Ce n’est pourtant pas avec Donjons & Dragons que ce prosélyte avait décidé de
m’appâter. « Jeux Descartes » venait de traduire L’Appel de Cthulhu. Et
comme la règle précisait qu’il n’y avait rien de mieux, pour se plonger dans
l’atmosphère du jeu, que de lire les œuvres de H.P. Lovecraft, Nicolas me
confia un petit bouquin intitulé Légende du Mythe de Cthulhu.
Cela fait aujourd’hui quelque chose comme treize ans. Si j’avais pu savoir,
j’aurais noté la date.
Je me sens un peu ridicule en essayant d’évoquer l’importance de cet épisode.

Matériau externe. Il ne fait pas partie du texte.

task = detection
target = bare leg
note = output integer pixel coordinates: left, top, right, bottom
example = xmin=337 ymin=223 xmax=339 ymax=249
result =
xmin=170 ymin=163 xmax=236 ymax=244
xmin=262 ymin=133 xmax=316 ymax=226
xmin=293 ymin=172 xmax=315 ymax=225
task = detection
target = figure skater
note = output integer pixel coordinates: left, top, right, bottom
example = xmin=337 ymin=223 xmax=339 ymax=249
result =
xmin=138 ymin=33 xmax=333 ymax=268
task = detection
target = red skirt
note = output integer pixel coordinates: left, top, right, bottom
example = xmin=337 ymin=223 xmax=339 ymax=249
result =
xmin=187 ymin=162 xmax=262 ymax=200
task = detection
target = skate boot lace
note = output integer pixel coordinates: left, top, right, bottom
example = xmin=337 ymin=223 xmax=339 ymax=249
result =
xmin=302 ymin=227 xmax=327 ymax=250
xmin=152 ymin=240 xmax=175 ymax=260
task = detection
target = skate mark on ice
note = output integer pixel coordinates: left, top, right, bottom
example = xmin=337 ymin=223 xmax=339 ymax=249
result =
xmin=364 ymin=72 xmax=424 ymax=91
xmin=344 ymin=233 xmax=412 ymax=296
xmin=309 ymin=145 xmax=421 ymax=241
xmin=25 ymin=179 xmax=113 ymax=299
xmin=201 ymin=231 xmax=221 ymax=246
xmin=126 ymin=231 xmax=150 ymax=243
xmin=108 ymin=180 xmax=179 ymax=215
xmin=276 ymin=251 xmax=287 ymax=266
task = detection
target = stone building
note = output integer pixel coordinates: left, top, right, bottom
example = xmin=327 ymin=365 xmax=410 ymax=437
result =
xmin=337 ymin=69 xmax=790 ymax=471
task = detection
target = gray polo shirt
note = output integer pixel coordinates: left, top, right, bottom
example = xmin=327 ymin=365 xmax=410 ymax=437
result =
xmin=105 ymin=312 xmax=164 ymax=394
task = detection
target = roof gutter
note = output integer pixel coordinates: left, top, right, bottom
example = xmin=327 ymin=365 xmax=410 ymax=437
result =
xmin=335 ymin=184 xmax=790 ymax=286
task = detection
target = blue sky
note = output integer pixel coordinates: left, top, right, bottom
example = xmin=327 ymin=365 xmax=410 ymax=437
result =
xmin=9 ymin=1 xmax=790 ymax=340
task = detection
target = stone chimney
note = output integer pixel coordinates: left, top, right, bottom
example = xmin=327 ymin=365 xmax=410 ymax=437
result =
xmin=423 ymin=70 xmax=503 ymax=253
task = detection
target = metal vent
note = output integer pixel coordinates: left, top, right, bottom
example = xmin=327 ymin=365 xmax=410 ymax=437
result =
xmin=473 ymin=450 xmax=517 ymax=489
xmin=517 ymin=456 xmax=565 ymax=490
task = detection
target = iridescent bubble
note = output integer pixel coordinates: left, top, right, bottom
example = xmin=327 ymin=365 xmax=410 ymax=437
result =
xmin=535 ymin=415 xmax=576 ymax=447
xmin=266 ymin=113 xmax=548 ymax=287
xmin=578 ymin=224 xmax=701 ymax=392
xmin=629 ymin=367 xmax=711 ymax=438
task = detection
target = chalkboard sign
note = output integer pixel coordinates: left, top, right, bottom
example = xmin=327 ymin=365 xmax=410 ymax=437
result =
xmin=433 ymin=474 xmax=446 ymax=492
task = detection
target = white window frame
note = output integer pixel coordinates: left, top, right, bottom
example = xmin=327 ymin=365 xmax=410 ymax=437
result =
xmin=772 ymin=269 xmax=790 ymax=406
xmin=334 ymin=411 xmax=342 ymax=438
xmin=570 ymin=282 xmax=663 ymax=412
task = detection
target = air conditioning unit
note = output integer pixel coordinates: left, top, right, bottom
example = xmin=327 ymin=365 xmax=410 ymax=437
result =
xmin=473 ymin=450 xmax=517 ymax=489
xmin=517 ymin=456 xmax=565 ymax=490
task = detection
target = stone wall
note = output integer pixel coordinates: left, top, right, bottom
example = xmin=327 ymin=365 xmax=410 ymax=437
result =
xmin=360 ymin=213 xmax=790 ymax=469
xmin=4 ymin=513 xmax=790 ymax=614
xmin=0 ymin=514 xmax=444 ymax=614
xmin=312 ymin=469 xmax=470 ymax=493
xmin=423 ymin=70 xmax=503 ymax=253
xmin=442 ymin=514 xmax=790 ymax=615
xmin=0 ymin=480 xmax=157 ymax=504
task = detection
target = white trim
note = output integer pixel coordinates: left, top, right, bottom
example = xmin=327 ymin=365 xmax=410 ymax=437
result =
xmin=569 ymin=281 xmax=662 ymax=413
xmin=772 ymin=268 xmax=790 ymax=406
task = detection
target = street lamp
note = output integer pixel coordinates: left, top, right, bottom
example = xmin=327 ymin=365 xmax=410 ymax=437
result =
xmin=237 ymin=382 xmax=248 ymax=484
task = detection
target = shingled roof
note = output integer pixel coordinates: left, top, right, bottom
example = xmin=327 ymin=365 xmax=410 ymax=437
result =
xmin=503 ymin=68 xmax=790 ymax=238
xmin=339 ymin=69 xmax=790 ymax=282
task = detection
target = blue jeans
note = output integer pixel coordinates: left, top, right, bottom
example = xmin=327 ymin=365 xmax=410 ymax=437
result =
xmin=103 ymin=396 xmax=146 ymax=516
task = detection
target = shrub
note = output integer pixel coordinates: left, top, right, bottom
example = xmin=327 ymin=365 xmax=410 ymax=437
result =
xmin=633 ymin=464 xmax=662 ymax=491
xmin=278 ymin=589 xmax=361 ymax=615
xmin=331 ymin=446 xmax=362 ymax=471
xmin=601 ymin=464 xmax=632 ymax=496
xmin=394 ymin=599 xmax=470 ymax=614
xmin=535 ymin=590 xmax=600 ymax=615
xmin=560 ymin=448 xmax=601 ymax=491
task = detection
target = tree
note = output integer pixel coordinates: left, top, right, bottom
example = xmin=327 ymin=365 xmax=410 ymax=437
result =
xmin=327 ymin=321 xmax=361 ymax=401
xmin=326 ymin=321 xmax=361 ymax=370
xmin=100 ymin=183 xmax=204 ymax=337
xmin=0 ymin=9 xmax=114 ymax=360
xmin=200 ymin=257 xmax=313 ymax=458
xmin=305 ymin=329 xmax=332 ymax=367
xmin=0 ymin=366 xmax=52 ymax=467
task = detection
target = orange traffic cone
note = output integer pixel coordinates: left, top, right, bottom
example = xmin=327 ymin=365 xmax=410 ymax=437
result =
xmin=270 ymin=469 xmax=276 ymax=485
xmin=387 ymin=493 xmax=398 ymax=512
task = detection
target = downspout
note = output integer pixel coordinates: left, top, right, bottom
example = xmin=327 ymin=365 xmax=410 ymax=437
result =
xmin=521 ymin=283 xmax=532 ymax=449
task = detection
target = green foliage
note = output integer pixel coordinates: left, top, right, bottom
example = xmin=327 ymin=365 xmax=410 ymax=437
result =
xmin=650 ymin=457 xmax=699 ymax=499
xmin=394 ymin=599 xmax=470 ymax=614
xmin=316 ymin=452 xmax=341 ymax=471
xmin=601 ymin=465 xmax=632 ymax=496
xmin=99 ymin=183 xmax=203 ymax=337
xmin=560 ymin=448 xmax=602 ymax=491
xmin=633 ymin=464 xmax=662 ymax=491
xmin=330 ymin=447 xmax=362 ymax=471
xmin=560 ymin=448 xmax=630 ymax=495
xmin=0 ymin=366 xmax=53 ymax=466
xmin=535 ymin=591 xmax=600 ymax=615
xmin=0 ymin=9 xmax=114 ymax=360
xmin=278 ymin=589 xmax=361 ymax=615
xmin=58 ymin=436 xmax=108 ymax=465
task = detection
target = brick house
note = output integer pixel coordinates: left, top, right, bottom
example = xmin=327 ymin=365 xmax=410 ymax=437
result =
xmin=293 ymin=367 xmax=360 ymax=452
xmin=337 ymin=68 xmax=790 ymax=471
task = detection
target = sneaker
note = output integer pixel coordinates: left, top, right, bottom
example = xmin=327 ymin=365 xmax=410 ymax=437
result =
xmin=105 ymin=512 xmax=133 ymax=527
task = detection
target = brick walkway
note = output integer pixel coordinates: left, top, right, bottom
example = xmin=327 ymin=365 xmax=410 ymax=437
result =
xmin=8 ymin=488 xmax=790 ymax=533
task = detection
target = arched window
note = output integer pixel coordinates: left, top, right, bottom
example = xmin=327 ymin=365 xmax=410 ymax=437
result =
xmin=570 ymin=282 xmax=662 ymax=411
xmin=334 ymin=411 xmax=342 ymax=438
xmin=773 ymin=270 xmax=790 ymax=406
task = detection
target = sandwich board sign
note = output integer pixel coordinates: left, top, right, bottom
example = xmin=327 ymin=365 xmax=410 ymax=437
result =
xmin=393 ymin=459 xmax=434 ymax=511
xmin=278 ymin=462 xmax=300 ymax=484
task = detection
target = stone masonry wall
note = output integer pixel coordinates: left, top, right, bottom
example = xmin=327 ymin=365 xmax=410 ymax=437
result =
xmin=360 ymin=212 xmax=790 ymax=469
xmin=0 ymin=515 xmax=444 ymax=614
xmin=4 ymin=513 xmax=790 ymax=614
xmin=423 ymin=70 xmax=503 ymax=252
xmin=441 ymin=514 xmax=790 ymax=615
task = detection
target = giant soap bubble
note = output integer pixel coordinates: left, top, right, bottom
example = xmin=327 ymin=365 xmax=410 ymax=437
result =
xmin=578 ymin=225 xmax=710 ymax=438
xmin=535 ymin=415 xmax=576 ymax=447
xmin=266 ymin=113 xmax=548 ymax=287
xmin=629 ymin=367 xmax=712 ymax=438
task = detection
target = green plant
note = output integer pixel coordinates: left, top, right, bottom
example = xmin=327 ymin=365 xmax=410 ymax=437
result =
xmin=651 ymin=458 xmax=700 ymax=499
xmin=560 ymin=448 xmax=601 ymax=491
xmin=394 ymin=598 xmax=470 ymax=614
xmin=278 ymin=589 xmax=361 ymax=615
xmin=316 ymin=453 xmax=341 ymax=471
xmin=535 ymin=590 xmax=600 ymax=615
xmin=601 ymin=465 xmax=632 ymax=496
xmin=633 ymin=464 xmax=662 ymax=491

Pourtant - et c’est en essayant d’accoucher de ce texte que je m’en rends
vraiment compte - aussi con que cela se puisse paraître; la lecture de ce
petit bouquin a vraiment changé quelque chose dans ma vie. Putain, j’aurais
vraiment dû noter la date. Comme quoi, c’est un tort de ne pas tenir un
journal intime.
Auteur : un certain « H.P. LoveRcraft ». Nicolas (agacé) : « Mais non, pas
« l’hovercraft » : Lovecraft ! ». Le calembour ne l’amuse plus depuis un
moment. Couverture : Tibor Csernus - nom de Dieu ! Cette couverture : la
fascination est immédiate. Une créature gélatineuse, tentacules, ventouses,
me fixe d’un œil impérieux. Toute l’image, traitée dans les tons bleu-vert -
glauque, en bon français - dégage une impression d’humidité.

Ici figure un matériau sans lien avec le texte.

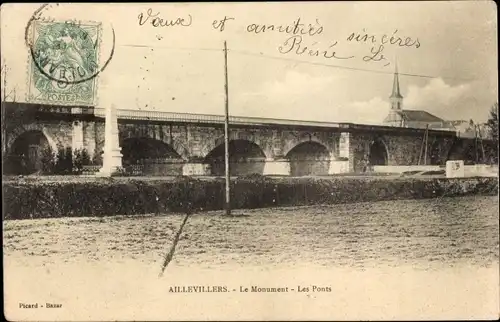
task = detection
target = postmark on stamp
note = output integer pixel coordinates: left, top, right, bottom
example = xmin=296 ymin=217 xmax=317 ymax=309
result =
xmin=27 ymin=20 xmax=102 ymax=106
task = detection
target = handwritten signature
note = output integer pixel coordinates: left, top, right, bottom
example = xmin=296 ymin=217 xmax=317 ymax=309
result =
xmin=277 ymin=27 xmax=421 ymax=65
xmin=279 ymin=35 xmax=354 ymax=60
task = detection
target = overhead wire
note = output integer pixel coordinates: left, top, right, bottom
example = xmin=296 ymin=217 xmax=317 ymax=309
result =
xmin=119 ymin=43 xmax=475 ymax=81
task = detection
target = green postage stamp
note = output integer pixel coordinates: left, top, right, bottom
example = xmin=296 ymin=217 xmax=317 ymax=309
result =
xmin=27 ymin=20 xmax=101 ymax=106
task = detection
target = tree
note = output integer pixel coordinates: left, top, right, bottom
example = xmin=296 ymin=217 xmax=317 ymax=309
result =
xmin=1 ymin=61 xmax=9 ymax=157
xmin=1 ymin=60 xmax=17 ymax=157
xmin=485 ymin=103 xmax=498 ymax=141
xmin=484 ymin=103 xmax=498 ymax=164
xmin=40 ymin=146 xmax=56 ymax=174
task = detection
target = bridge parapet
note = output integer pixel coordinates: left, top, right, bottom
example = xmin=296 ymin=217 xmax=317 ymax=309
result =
xmin=94 ymin=108 xmax=348 ymax=129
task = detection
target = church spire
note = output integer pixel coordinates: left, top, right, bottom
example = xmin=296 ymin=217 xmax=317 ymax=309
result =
xmin=390 ymin=62 xmax=403 ymax=99
xmin=390 ymin=61 xmax=403 ymax=110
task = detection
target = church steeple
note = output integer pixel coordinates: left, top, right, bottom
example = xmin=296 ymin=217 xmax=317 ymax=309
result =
xmin=390 ymin=62 xmax=403 ymax=110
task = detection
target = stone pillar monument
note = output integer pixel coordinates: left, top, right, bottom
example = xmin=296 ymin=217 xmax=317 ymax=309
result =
xmin=97 ymin=104 xmax=123 ymax=177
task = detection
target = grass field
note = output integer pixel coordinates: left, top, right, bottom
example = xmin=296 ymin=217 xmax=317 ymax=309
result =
xmin=4 ymin=195 xmax=498 ymax=268
xmin=3 ymin=195 xmax=499 ymax=320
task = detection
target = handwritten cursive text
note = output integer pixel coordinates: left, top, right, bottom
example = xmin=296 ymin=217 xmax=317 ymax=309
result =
xmin=138 ymin=9 xmax=193 ymax=28
xmin=247 ymin=18 xmax=323 ymax=37
xmin=278 ymin=35 xmax=354 ymax=60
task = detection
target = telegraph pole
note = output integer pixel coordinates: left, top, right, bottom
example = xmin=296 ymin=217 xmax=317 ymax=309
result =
xmin=423 ymin=124 xmax=429 ymax=165
xmin=223 ymin=41 xmax=231 ymax=216
xmin=474 ymin=124 xmax=479 ymax=164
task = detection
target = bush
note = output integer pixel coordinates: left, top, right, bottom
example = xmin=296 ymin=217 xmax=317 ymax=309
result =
xmin=2 ymin=177 xmax=498 ymax=220
xmin=53 ymin=145 xmax=73 ymax=174
xmin=237 ymin=173 xmax=267 ymax=181
xmin=38 ymin=146 xmax=56 ymax=174
xmin=73 ymin=148 xmax=92 ymax=174
xmin=92 ymin=147 xmax=103 ymax=165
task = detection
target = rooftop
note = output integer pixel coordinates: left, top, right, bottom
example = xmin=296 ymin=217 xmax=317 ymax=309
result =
xmin=398 ymin=110 xmax=445 ymax=123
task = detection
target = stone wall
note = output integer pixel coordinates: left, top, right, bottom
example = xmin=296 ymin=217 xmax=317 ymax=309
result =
xmin=347 ymin=133 xmax=373 ymax=172
xmin=346 ymin=132 xmax=463 ymax=172
xmin=427 ymin=136 xmax=455 ymax=165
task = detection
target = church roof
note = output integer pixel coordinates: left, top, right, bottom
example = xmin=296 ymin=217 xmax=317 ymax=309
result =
xmin=398 ymin=110 xmax=445 ymax=123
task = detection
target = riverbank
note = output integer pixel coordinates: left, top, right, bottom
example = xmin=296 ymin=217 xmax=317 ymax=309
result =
xmin=3 ymin=175 xmax=497 ymax=220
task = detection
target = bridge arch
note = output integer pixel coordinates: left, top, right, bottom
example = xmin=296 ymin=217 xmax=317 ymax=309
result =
xmin=120 ymin=137 xmax=185 ymax=175
xmin=368 ymin=138 xmax=389 ymax=166
xmin=118 ymin=129 xmax=189 ymax=160
xmin=285 ymin=141 xmax=330 ymax=176
xmin=282 ymin=135 xmax=334 ymax=159
xmin=7 ymin=124 xmax=58 ymax=156
xmin=121 ymin=137 xmax=183 ymax=164
xmin=202 ymin=132 xmax=273 ymax=160
xmin=5 ymin=129 xmax=55 ymax=175
xmin=204 ymin=139 xmax=267 ymax=176
xmin=447 ymin=139 xmax=478 ymax=164
xmin=429 ymin=139 xmax=442 ymax=165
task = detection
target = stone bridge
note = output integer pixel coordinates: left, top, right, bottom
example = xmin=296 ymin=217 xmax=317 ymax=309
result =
xmin=3 ymin=102 xmax=496 ymax=176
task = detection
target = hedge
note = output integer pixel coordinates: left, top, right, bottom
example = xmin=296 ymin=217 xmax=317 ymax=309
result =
xmin=3 ymin=175 xmax=498 ymax=220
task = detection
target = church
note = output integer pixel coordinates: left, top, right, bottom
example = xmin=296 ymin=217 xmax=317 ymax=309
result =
xmin=383 ymin=65 xmax=451 ymax=130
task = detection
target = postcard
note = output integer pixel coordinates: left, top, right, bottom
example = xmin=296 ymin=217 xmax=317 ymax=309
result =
xmin=2 ymin=2 xmax=499 ymax=321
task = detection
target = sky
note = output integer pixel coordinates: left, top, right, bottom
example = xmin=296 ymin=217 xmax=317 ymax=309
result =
xmin=1 ymin=2 xmax=497 ymax=124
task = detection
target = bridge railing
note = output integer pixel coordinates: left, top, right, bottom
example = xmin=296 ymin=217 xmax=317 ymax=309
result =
xmin=93 ymin=108 xmax=346 ymax=128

Douze ans plus tard, je retrouverai dans la vitrine d’un bouquiniste cette
édition des Légendes, maintes fois rééditée depuis. J’avais déjà l’édition
Pocket et une édition en anglais, mais le Cthulhu de Tibor Csernus me
faisait de l’œil, me ramenait au gamin de quatorze ans qui contemplait,
fasciné, ce dessin extraordinaire. Bien sûr, je suis entré et j’ai acheté
le bouquin.
Trois souvenirs des «Légendes du Mythe de Cthulhu ».

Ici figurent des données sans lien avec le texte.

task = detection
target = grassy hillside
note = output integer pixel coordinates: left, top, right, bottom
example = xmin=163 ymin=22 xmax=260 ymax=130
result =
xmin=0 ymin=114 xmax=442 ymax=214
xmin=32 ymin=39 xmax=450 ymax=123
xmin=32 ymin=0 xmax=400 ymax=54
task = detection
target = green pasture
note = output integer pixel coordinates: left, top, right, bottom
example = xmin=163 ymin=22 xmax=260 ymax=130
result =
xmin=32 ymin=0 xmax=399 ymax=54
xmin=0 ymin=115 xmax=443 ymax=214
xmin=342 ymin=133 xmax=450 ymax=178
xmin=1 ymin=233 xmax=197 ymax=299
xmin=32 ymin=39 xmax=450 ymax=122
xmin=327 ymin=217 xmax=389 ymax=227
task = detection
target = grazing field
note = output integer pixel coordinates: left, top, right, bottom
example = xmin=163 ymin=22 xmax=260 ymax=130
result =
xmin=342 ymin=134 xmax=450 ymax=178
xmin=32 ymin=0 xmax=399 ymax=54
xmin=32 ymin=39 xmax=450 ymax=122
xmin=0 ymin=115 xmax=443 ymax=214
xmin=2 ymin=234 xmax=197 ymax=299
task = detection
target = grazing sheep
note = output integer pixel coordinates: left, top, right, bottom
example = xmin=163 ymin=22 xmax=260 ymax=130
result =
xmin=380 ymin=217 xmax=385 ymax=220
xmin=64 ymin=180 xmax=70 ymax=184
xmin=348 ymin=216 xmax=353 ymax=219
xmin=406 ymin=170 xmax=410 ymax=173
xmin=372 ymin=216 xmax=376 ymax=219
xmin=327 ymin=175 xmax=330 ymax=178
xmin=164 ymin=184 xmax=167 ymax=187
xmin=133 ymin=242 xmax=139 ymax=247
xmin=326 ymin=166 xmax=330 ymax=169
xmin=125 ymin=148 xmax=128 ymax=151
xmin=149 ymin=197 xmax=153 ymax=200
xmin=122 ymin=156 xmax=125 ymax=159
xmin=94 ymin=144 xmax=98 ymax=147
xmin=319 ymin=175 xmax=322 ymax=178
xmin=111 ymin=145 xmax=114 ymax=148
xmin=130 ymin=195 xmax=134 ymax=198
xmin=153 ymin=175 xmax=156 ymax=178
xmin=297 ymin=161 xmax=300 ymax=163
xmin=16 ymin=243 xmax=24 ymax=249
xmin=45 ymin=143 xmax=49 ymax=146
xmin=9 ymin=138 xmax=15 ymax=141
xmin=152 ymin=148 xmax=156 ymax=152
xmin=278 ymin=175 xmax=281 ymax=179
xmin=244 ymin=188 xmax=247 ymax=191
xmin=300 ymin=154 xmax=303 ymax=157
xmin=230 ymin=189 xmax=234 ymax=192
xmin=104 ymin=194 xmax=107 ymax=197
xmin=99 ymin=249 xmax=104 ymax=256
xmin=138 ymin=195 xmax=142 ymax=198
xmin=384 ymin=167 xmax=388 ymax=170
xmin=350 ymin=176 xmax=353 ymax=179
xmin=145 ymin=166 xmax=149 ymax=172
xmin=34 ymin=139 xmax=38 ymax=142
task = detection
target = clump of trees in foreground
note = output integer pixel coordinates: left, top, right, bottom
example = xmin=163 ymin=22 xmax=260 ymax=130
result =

Je me souviens particulièrement de trois des nouvelles qui se trouvaient
dans ce recueil. Les Chiens de Tindalos, de Frank Belknap Long, avec
cette idée excitante de créatures immatérielles qui s’introduisent dans
notre dimension par les angles. Comme dans La Maison de la Sorcière du Maître,
Long associait science et magie, mathématiques et surnaturel, et ça, même quand on aimait
déjà les histoires de fantômes, c’était totalement nouveau.